Of the 23 contigs that contained SNPs that were shown to be correlated with the use of host plants, we identified 17 contigs that presented homologous sequences with the NCBI arthropod protein database in a BLASTx search (Table S3). Of the 17 contigs that managed to be annotated, six could be associated with a GO term (Figure S3). Gene ontology (GO) annotations revealed several loci could be assigned molecular functions of catalytic activity and binding processes and loci that could be related to cellular components, especially membrane components (Figure S3). We also determined the protein families related to the identified sequences. For this, we used the InterProScan tool of the BLASTO2GO program to retrieve information about the protein families (Figure 5).

Figure 5

Families of proteins associated with the sequences that contain SNPs that showed signs of being differentially associated to host plants of Anastrepha obliqua analyzed.

4. Discussion

In this study, we used a pooled RAD-seq approach to evaluate genomic differences between six wild populations of the species Anastrepha obliqua associated with the use of host plant.

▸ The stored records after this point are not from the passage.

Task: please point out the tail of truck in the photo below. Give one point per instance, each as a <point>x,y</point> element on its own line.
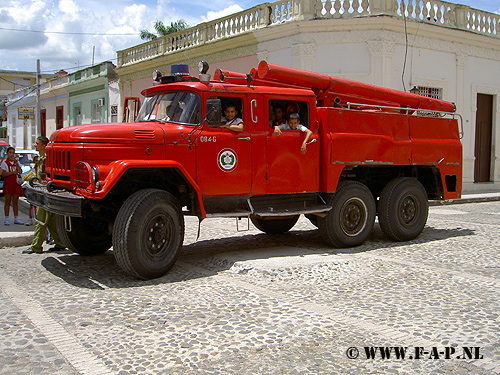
<point>373,147</point>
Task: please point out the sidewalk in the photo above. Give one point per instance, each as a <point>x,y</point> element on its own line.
<point>15,235</point>
<point>22,235</point>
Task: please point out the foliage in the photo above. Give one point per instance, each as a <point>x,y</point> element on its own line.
<point>162,30</point>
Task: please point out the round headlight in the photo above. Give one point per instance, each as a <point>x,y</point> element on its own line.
<point>203,67</point>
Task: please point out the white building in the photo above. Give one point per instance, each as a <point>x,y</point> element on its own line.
<point>86,96</point>
<point>446,50</point>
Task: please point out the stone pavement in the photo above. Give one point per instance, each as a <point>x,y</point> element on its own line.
<point>19,235</point>
<point>249,303</point>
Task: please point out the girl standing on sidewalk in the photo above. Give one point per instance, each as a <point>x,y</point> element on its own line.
<point>11,189</point>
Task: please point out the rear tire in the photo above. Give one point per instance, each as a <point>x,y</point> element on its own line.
<point>88,236</point>
<point>351,218</point>
<point>403,209</point>
<point>148,233</point>
<point>274,226</point>
<point>313,219</point>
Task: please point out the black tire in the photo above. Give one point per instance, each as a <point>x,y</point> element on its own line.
<point>351,218</point>
<point>87,236</point>
<point>313,219</point>
<point>273,225</point>
<point>148,233</point>
<point>402,209</point>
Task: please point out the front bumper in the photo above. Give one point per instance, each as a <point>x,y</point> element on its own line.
<point>61,202</point>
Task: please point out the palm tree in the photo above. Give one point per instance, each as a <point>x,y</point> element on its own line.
<point>163,30</point>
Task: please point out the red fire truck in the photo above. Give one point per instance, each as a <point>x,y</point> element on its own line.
<point>373,152</point>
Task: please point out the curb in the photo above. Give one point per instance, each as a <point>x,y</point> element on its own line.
<point>465,200</point>
<point>16,241</point>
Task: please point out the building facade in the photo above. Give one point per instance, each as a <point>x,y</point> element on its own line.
<point>11,81</point>
<point>442,49</point>
<point>86,96</point>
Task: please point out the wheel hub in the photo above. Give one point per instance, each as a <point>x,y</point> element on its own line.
<point>353,216</point>
<point>408,210</point>
<point>158,235</point>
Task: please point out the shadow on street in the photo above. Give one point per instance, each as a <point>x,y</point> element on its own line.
<point>208,257</point>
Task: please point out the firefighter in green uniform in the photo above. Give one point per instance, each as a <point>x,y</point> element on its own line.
<point>44,219</point>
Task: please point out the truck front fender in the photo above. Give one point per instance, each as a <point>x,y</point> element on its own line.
<point>118,168</point>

To date, genetic studies that have provided information on the association of A. obliqua with its host plants have focussed on the use of data from mitochondrial DNA sequences and microsatellite markers of nuclear DNA [24,26], and there are no analyses at the genomic level in the species A. obliqua. This study is the first to provide information at this level on the population differentiation of A. obliqua associated with its host plants. The most interesting findings of this work are as follows: (i) the analysis of the genetic differentiation between the populations yielded low values of F based on the genomic SNPs examined. However, (ii) a subset of them showed signs of adaptive differentiation, suggesting the presence of selective pressures in these populations. Of the SNPs identified as being putatively adaptive 54 were associated with host plant specificity. Finally, (iii) some of the adaptive genomic regions linked with host plant specificity are associated with protein families involved in nutrition.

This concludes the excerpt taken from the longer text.